Nathalie Lemel - Fighting For The Commune

Fighting For The Commune

The insurrection began on 18 March 1871. After that date, Lemel was very active in the women's clubs where she often made speeches. These speeches helped to create, with Elisabeth Dmitrieff (a relation of Karl Marx), the Union des femmes (Union of Women), on 11 April, of which she became member of the central committee.

On 26 March, following the elections, a revolutionary council was put in place, which counted people such as Jules Vallès, Charles Delescluzes, Raoul Rigault, Gustave Flourens, and Eugène Varlin. The city of Paris was going to be governed by the Commune until the Bloody Week (Semaine sanglante) when, on 21 May, Versailles troops entered the city; this week ended on the 28th, with the final battle at the Père Lachaise cemetery. During this period, Nathalie Lemel was on the side of the barricades next to la place Blanche (on rue Pigalle). On top of her fighting against the police, she also cared for the wounded.

After the defeat of the Commune, the War Council condemned her to deportation and exile in the Nouvelle-Calédonie penal colony. She embarked on board the Virginie, on the same convoy as Henri Rochefort and Louise Michel. Nathalie Lemel and Louise Michel were strongly opposed to separating the women at the deportation site.
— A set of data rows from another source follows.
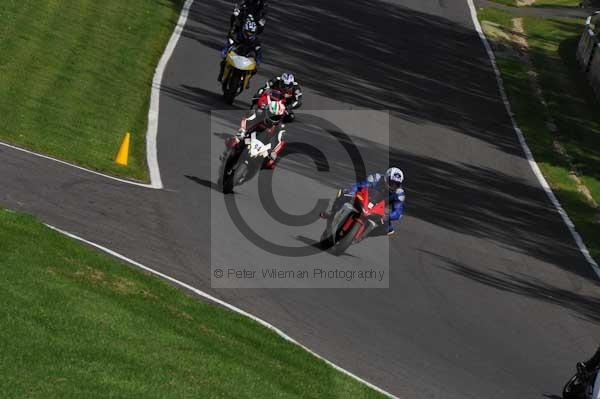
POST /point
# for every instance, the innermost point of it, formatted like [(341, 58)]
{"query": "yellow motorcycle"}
[(236, 76)]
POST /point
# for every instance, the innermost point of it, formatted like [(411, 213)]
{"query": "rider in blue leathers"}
[(390, 183)]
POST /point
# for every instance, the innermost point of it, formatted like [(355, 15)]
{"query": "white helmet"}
[(394, 178)]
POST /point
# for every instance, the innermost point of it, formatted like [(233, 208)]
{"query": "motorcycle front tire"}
[(344, 243), (574, 388)]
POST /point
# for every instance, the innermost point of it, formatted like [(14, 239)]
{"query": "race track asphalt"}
[(488, 294)]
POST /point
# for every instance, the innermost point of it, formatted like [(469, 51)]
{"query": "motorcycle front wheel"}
[(344, 242)]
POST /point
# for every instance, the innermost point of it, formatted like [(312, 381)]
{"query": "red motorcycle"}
[(361, 214)]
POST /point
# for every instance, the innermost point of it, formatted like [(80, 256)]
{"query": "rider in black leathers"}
[(246, 43), (287, 85)]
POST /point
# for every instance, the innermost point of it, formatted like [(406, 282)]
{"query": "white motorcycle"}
[(583, 385), (243, 159)]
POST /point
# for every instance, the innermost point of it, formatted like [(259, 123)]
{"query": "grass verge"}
[(75, 76), (569, 157), (76, 323)]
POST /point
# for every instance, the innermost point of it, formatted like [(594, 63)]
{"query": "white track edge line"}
[(224, 304), (534, 166), (153, 113)]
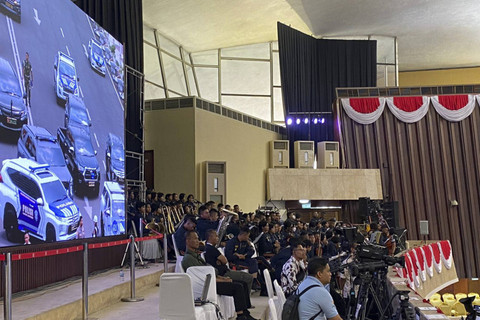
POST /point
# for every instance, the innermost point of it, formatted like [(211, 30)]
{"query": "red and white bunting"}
[(454, 107), (408, 109), (437, 263), (364, 110), (428, 258), (446, 253), (420, 264)]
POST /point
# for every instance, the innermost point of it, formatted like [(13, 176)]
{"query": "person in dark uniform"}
[(27, 74), (239, 252), (215, 258), (204, 223)]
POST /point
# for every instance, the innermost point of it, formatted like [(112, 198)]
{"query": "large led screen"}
[(62, 151)]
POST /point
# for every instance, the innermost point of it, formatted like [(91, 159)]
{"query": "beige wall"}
[(245, 150), (183, 139), (440, 77), (170, 133)]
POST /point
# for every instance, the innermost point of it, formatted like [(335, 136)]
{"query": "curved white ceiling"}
[(431, 34)]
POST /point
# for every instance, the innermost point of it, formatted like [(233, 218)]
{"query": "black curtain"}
[(124, 20), (311, 69)]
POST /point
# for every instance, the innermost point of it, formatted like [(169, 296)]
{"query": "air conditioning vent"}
[(216, 168), (305, 146), (282, 145)]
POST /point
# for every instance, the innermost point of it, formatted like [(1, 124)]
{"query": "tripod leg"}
[(138, 252), (125, 254)]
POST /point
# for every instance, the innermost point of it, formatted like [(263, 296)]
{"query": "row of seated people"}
[(235, 283)]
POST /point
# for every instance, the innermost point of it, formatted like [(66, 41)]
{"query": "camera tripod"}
[(134, 244), (371, 293)]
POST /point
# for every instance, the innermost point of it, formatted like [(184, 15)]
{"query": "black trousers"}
[(238, 290)]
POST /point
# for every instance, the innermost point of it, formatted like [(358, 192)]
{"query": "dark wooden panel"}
[(424, 166), (33, 273)]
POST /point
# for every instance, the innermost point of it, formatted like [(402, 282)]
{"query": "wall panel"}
[(424, 166)]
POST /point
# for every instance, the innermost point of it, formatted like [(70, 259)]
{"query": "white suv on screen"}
[(34, 200)]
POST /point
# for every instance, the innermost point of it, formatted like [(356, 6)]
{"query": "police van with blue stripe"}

Nevertheless, they arrived five days after the men, on 14 December 1873, on the peninsula Ducos, where they ended up sharing the same cell; it is possible that she had a certain influence on her cellmate. She had to wait for the amnesty in 1880, enacted by President Félix Faure, before returning to Paris. She was later employed by the newspaper L'Intransigeant and continued her fight for women's rights.

She died in 1921 in the hospice of Ivry-sur-Seine, in Val-de-Marne.